When I started this blog in January of 2010, the sharing of exhibition images was not what it is today. Most galleries had inadequate websites and there were few 3rd party blogs/sites dominating the landscape. This blog, for me, was a place to synthesize the photographic results of my own art viewing activity; it still is. That said, it continues to evolve, not only as a function of my viewing preferences (my interests/tastes/foci) and how the camera technologies govern the possibilities as it pertains to field of frame and light (the constraints of space and camera (smart phones all)), but also how I am now able to also use gallery websites to cross-reference and occasionally use images to fill in gaps. Needless to say, place, technology and subject has changed how I am able to view/understand works of art.
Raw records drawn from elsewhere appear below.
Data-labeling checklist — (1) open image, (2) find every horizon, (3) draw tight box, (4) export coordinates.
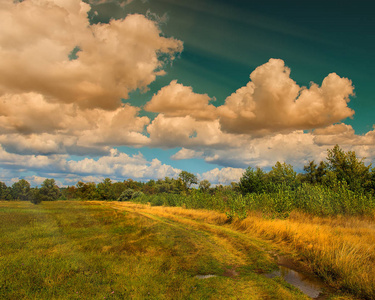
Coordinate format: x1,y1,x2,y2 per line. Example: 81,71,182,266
0,0,375,187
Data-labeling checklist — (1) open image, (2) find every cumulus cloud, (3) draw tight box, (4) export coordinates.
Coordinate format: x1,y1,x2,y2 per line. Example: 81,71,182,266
0,0,182,109
145,80,217,120
314,123,375,147
0,147,181,184
0,93,150,154
171,148,204,160
219,59,354,135
147,114,248,148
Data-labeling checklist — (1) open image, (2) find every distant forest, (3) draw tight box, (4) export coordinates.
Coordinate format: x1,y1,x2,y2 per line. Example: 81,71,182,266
0,145,375,211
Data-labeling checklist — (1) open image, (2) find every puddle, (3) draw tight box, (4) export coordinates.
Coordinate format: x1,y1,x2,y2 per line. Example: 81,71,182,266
195,275,217,279
265,256,325,299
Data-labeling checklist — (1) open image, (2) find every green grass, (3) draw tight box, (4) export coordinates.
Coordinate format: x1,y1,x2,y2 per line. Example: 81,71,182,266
0,201,322,299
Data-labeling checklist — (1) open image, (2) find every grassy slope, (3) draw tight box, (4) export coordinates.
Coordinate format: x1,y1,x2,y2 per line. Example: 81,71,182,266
0,201,356,299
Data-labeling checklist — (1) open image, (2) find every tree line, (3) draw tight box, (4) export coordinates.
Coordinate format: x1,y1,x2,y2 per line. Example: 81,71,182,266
0,145,375,203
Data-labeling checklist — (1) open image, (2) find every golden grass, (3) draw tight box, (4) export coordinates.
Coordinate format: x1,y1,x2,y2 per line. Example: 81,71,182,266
111,202,375,299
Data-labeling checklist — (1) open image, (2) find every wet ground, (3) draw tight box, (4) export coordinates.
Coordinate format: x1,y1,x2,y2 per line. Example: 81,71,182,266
265,255,329,300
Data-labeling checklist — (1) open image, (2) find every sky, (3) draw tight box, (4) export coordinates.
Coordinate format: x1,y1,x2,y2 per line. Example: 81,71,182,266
0,0,375,186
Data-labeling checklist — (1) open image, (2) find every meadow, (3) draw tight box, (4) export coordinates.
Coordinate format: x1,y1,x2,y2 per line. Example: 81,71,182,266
0,201,368,299
0,201,324,299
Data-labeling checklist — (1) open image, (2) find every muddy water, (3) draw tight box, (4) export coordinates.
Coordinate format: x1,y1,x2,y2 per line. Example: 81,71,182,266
266,266,322,299
266,255,327,299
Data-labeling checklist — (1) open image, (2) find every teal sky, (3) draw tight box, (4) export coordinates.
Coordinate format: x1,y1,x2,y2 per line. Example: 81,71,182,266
92,0,375,172
0,0,375,185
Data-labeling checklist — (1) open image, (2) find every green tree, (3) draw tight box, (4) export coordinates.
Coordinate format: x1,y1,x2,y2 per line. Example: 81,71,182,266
327,145,371,191
268,162,297,188
96,178,115,200
303,160,327,184
117,189,135,201
0,181,12,200
178,171,198,189
37,179,61,201
29,188,44,204
239,167,267,195
199,179,211,192
75,181,99,200
12,179,30,201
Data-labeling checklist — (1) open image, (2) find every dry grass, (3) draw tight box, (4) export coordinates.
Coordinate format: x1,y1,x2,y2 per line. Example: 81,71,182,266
112,202,375,299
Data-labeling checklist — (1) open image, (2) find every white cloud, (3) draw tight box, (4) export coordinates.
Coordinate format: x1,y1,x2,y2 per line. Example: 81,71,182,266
145,80,217,120
219,59,354,136
0,0,182,109
0,147,181,184
171,148,204,160
0,93,150,154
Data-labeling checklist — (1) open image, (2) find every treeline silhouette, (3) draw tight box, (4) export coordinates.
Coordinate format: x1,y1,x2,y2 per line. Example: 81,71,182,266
0,145,375,219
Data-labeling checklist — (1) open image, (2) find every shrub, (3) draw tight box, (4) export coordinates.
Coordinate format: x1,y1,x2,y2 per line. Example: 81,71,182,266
117,189,135,201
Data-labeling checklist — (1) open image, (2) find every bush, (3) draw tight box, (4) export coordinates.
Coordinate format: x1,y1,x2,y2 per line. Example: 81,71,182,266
29,189,43,204
131,191,144,199
117,189,135,201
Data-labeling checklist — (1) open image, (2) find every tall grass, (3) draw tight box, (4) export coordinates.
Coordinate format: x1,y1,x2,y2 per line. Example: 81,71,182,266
132,183,375,219
118,203,375,299
0,201,314,300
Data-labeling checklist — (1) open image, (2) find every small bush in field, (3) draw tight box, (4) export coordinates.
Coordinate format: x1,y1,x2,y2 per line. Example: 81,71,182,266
131,191,144,199
117,189,135,201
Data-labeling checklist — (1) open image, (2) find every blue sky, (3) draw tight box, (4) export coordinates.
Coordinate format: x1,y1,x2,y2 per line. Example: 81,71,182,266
0,0,375,185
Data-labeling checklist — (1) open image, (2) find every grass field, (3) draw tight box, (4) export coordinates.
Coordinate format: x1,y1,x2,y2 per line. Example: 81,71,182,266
0,201,364,299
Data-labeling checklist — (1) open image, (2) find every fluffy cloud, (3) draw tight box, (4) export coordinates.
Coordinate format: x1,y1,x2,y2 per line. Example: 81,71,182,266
147,114,245,148
219,59,354,135
0,147,181,184
314,123,375,147
0,0,182,109
145,80,217,120
171,148,204,160
0,93,150,154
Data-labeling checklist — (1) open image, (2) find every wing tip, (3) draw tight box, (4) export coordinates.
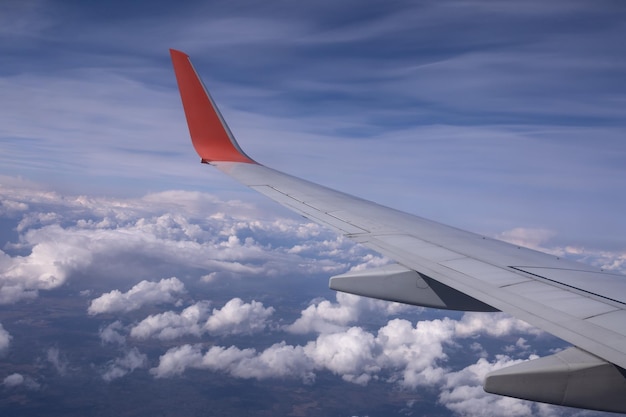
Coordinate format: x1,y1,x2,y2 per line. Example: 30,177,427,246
169,48,256,163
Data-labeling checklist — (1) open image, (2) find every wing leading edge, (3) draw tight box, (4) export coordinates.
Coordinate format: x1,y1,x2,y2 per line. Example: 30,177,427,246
170,50,626,412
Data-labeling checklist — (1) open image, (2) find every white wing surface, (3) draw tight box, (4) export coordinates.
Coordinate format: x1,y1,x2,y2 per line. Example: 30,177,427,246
170,50,626,412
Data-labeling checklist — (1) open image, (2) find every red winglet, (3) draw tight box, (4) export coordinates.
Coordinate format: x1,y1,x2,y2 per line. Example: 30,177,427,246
170,49,255,163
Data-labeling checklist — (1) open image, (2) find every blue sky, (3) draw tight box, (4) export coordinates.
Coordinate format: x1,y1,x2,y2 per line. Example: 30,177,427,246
0,1,626,249
0,1,626,416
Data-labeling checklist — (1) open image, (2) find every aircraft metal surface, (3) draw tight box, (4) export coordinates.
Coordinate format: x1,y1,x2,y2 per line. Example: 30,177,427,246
170,50,626,413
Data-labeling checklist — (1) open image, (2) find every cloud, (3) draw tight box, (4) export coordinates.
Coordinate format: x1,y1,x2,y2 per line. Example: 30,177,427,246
3,373,24,387
46,347,69,376
204,298,274,334
0,323,13,355
102,347,148,382
284,290,418,334
130,301,209,340
150,296,549,416
99,320,126,346
0,183,369,302
2,372,41,390
130,298,274,340
87,277,185,315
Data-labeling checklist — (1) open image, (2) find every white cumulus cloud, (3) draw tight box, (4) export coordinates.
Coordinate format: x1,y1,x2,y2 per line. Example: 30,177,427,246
87,277,185,315
204,298,274,334
102,347,148,382
0,323,13,355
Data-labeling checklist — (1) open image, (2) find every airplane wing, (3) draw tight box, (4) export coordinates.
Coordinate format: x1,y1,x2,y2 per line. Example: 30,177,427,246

What ultimately has developed, which I like best, is a collected archive of images that also includes the distillation of my range of interests as can be evidenced by the actual framing of each photograph, the sequence of images within posts as well as from one to the next, and occasionally text that supports/reinforces/supplants the image.
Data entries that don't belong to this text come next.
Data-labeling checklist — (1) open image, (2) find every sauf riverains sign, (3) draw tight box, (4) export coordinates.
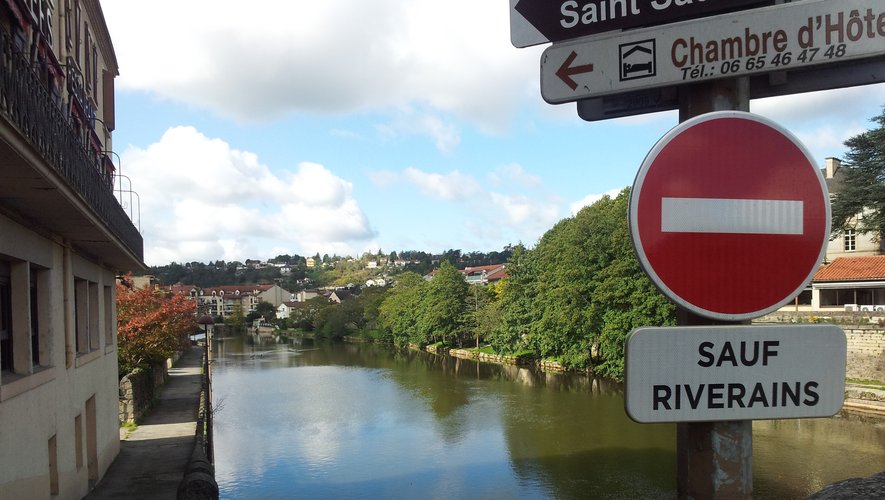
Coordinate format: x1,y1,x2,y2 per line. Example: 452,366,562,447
625,325,846,423
625,111,846,422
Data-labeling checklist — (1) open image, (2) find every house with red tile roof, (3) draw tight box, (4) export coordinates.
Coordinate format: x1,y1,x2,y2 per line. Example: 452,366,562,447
821,158,885,261
161,283,294,318
460,264,507,285
811,255,885,312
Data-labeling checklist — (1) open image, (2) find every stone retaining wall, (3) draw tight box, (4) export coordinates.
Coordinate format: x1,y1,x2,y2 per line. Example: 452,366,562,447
842,327,885,380
120,354,170,423
754,311,885,381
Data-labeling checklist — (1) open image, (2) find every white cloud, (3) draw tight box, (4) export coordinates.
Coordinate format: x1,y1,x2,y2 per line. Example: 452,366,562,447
403,167,481,201
102,0,541,139
122,127,374,264
571,188,624,215
488,163,543,188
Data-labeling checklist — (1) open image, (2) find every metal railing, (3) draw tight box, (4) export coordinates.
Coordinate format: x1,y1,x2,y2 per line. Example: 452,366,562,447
0,30,144,260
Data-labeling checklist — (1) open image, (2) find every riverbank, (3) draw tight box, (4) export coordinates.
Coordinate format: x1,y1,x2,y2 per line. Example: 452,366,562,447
86,347,218,500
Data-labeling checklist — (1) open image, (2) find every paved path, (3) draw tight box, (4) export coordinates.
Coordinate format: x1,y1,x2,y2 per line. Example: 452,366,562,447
86,347,203,500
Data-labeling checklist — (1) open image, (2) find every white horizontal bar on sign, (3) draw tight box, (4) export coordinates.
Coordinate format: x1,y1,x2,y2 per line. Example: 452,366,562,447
661,198,803,235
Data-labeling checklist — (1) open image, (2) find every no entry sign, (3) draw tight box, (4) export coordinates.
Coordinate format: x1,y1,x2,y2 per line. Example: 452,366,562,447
630,111,830,321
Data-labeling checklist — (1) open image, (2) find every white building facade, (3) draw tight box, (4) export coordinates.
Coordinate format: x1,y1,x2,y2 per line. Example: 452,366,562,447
0,0,144,499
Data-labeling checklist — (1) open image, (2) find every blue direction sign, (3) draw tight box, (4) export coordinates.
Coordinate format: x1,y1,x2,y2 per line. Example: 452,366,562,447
510,0,773,47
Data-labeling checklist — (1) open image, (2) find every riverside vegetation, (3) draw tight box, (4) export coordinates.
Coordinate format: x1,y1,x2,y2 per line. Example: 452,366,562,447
281,189,675,379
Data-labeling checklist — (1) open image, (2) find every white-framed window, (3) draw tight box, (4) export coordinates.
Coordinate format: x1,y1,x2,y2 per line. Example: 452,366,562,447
843,229,857,252
0,261,13,372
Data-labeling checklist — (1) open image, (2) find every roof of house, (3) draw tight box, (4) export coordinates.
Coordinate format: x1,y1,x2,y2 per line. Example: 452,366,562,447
814,255,885,281
486,267,510,282
461,264,504,275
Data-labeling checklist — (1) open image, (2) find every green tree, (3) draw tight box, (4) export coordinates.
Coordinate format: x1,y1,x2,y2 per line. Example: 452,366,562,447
467,285,501,347
486,245,538,354
378,272,427,345
831,107,885,241
490,189,675,379
418,261,468,344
Technically, the blog is laid out with the most recent posts first, scrolling downwards from past page to past page like layers of sedimentation or piles/files of paper. Thus, a temporal library of sorts is created. Along the right hand side, there are a few blogs that I link for your interest (I rarely find time to visit them myself). Next down are the top ton most current posts on this blog; this is always a curiosity to me as some level of viewer interaction and chance are involved, not the least of which are my suspicions about contracted click-farm activities. Continuing downward is a very important component of the blog; it is titled Medium/Site and it tracks the number of posts within the categories that I have specified. It is an analytic that is an investigation of how medium and site interact (my own artistic interests coming through) as well as revealing which ones are the most in the entire blog. It’s pretty telling and not surprising as it reveals my own focus and interest. So, hopefully, a shift in my art-viewing in terms of both medium, subject and focus can be seen over time.